I visited Triveni Kala Sangam to view Urvi Sethna’s show, but unfortunately, it ended a day before. And fortunately, Rajesh Deb’s show was ongoing. The theme of the show Neverland Post Office was to view the world with hope, however, I felt discomposed, uneasy and trapped as soon as I saw his works.
I felt as if I am in a maze that has no escape. Just imagine the frenzy that Harry Potter felt when he first saw Voldemort in Deathly Hollows. That. That is exactly the kind of discomfort I was in.
Something was piercing through my heart, but it was not sharp. An acute pain. It’s a stone that will stay there forever making me feel heavy. I was sitting there in the middle of the gallery — crying. How is it that art sometimes makes you feel like everything around you is collapsing and even if you happen to survive this avalanche, it most definitely will not be unscathed?
Over the years, many have also considered Wendy (from Peter Pan) as a mother figure to Peter Pan. Speaking about how women are considered mother figures, Deb elaborates, “It is strange that this belief does not stop us from committing crimes against them.”
Whenever I feel like things are getting too much and I want to cry, I read a book, watch a movie or choose an outlet that will stir every emotion within and let me flow my heart out. However, I can connect and tap my emotions because I have the means to access those art forms. And art is not accessible to all.
People around the world are living lives that are insufferable and tiring. People need a form of expression to understand what is that they feel. Something that constricts their breath. Something that tells them that their harsh lives are not just their lived realities.

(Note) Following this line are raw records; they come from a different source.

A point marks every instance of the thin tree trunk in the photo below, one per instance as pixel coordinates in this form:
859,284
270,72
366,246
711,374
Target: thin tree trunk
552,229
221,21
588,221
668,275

As the artist himself puts it, “Through this, I wanted to address the absurdity of the world we live in.”
Maybe Rajesh Deb’s art wasn’t as grim as I made it out to be. Maybe it was about resistance despite hopelessness. Maybe it was also about freedom despite entrapment. Whatever it was, you will have to decide for yourself.
If you happen to visit the show at Triveni Kala Sangam (end on 16th April), please read this. View all the art pieces, make your own opinion, reflect for a while and then read this in the gallery. A whole new perspective is waiting for you. But if in case, you are unable to view the show, a glimpse of his work is available on Artsy.